L’economia “buona” è quella che tiene bassi i costi pasto consentendo a quante più persone possibile di accedere a un cibo sano, di qualità, gustoso, nella corretta quantità e molto spesso questo passa per l’effettuazione di acquisti di cibo di stagione e locale. L’economia buona rispetta le comunità, le persone, e la terra. L’economia buona riparte dalle persone e percorre la via inversa, riparte dalle persone che cessano di mangiare carne di animali provenienti da allevamenti intensivi, banane lontano dai tropici, pere Argentine e meloni in gennaio. La grande distorsione è proprio nella logica del profitto e della concentrazione, con più del 70% dei prodotti fitosanitari per l’agricoltura e più del 60% delle sementi a livello globale controllati da tre sole aziende, il 90 % del mercato globale dei cereali controllato da soli quattro gruppi mondiali, il 37,5 % della quota di mercato mondiale delle prime 100 aziende di cibo e bevande posseduto dalle 10 più grandi e i 10 più grandi rivenditori di generi alimentari che coprono il 29,3% delle vendite mondiali (Fonte: Coldiretti). È la massimizzazione perversa del profitto a non essere buona, né economica. È vantaggiosa per pochi e distruttiva per tutti gli altri. In parole infantili, per mettersi in tasca dieci, le multinazionali producono danni per cento in casa d’altri, di tutti gli altri. L’economia buona, praticamente, oggi non esiste.
Il recupero della tradizione e l’acquisizione di conoscenze tecniche tradizionali e innovative a livello dei consumatori finali, la formazione e la diffusione di una cultura alimentare e del mangiare bene, potrebbe essere il grimaldello per scardinare dal basso questo sistema.

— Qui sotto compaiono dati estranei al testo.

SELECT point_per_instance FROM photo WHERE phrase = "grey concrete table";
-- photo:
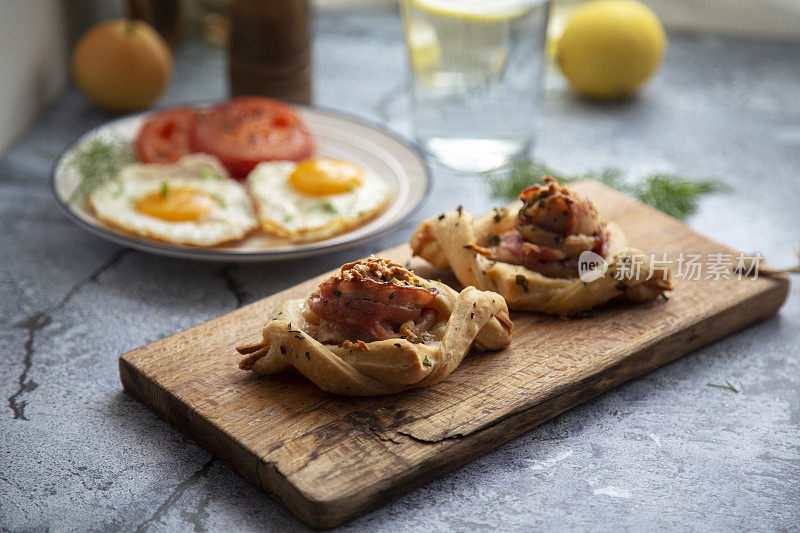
(663, 452)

Scienza e cultura devono contribuire a creare un sistema economicamente e ambientalmente virtuoso e non mostruosamente sbilanciato in cui il cibo è sostenibile, appagante e sano, e disponibile per tutti e fruito in maniera bilanciata e nelle corrette quantità. Mangiare bene è una conquista di là da venire, in un mondo che conta un miliardo di persone sottoalimentate e altrettanti obesi, e in cui il cibo prodotto e in gran parte sprecato basterebbe per sfamare tutti, ma non per farli mangiare bene giacché la gran parte di questo cibo è prodotta malamente, senza visione, senza etica, e con l’unico orientamento del massimo profitto per pochi, con un prezzo eticamente, ambientalmente e anche economicamente inaccettabile, riversato su tutti gli altri.
Mangiare bene dunque sembra facile ma è quasi impossibile. Uno sportivo forse mangia nelle giuste quantità ma difficilmente mangerà bilanciato (ad esempio dando netta preferenza alle proteine), e quasi certamente non mangerà sano (ad esempio nutrendosi di grandi quantità di carne di polli allevati in batteria). Un obeso o comunque una persona soggetta a disordini alimentari non mangerà nelle giuste quantità, né bilanciato, né sano. Anche un ricco, seguito da un nutrizionista e che mangia solo cibi biologici, mangerà bene solo in parte, giacché quel tipo di alimentazione non è economicamente sostenibile per tutti: se sulla terra si producessero solo cibi biologici, il suolo non basterebbe per nutrire tutti, e in pochi potrebbero permettersi di accedere al cibo; c’è di buono che questo tipo di allevamento e coltivazione, quando praticati correttamente, hanno un ridotto impatto ambientale. In pratica, l’agricoltura e l’allevamento biologico ci fanno “guadagnare tempo” e indicano una strada, mettendo a punto pratiche che andranno per quanto possibile applicate alle grandi coltivazioni e ai grandi allevamenti (che con ogni probabilità dovranno diventare meno grandi).
Mangiare bene dunque significa (o meglio significherebbe) mangiare il giusto, mangiare bilanciato, mangiare sano, mangiare con gusto cibi sostenibili ed economici (in senso positivo); in ultima analisi, significa salvare sé stessi, e in certo senso il mondo.